The Gold Line is a proposed transitway for connecting North Central Austin and the Downtown's Eastside to South Austin. It is in the planning stages as a part of Capital Metro's Project Connect. According to the plan, the line will be initially be operated as a bus rapid transit line prior to future conversion to light rail. It was estimated to open in 2024 but was delayed indefinitely by CapMetro.

The initial line is 9.5 mi in length and would operate from ACC Highland to the South Congress Transit Center park-and-ride, and will travel on Airport, Red River, San Jacinto/Trinity, 7th/8th, Neches/Red River, 4th, Riverside, and South Congress. Stations will be ACC Highland, Clarkson, Hancock, St. David's, UT East, Medical School, Capitol East, Trinity, Downtown Station (where transfer to the Red, Green, or Blue Lines will be possible), Republic Square, Auditorium Shores, SoCo (South Congress), Oltorf, St. Edward's, and South Congress Transit Center.

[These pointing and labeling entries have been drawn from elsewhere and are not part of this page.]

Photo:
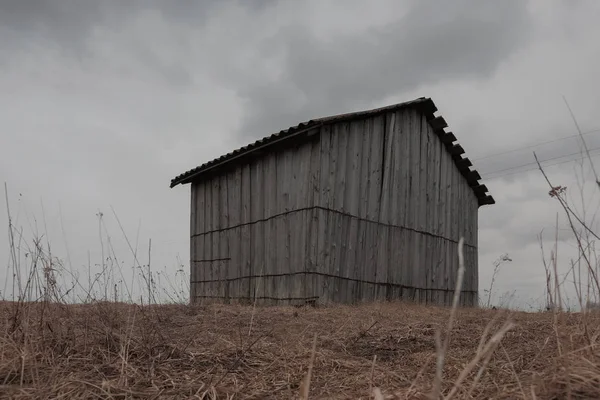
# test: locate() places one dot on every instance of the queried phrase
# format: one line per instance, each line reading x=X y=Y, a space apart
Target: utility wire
x=534 y=163
x=488 y=178
x=514 y=150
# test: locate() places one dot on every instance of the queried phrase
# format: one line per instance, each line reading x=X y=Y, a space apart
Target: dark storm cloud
x=432 y=42
x=69 y=22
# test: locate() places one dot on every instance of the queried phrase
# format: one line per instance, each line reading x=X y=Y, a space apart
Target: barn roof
x=423 y=104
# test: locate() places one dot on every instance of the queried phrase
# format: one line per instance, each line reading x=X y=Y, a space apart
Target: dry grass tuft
x=111 y=350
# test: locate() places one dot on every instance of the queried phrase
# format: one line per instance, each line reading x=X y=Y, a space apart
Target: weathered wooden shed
x=349 y=208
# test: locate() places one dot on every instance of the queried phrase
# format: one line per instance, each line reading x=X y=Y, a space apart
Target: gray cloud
x=432 y=42
x=106 y=101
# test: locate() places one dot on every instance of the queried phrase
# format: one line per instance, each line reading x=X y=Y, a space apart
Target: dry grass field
x=388 y=350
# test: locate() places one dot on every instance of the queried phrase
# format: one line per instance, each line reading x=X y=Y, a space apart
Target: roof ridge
x=423 y=104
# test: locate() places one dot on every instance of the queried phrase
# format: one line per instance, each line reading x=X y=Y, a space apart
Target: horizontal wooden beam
x=487 y=200
x=480 y=190
x=447 y=137
x=463 y=163
x=438 y=123
x=456 y=150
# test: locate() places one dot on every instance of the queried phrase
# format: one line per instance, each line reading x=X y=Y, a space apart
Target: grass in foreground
x=111 y=350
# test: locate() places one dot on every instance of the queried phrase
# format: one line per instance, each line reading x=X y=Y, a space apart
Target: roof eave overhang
x=424 y=105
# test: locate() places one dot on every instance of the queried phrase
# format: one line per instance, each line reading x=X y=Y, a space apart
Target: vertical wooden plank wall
x=394 y=206
x=369 y=209
x=253 y=230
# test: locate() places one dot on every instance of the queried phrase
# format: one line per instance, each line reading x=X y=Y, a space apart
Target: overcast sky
x=102 y=103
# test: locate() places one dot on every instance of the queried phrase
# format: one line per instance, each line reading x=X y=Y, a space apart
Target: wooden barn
x=349 y=208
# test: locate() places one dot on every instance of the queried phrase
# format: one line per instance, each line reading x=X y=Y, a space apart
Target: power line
x=514 y=150
x=534 y=168
x=534 y=163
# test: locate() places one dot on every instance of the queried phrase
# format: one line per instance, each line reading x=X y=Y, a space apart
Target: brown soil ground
x=121 y=351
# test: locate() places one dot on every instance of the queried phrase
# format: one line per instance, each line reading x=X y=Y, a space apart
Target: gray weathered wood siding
x=368 y=209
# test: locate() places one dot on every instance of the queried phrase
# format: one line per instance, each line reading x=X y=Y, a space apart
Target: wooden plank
x=438 y=123
x=325 y=162
x=353 y=157
x=376 y=167
x=257 y=229
x=423 y=175
x=341 y=133
x=312 y=281
x=193 y=229
x=396 y=209
x=364 y=174
x=386 y=167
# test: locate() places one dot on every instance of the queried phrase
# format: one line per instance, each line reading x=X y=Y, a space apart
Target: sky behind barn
x=102 y=103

The line was originally envisioned as the northern section of the Blue Line light rail, which was part of the city's failed 2014 rail plan. The line was there after planned to be built as lower-cost bus rapid transit. The project shifted planning in May 2020 to again construct it as light rail, citing a demographic that showed an increased projected ridership along the route. In July 2020, to lower construction costs in response to the economic crisis caused by the COVID-19 pandemic, the plan was reverted to the line being constructed as a bus service.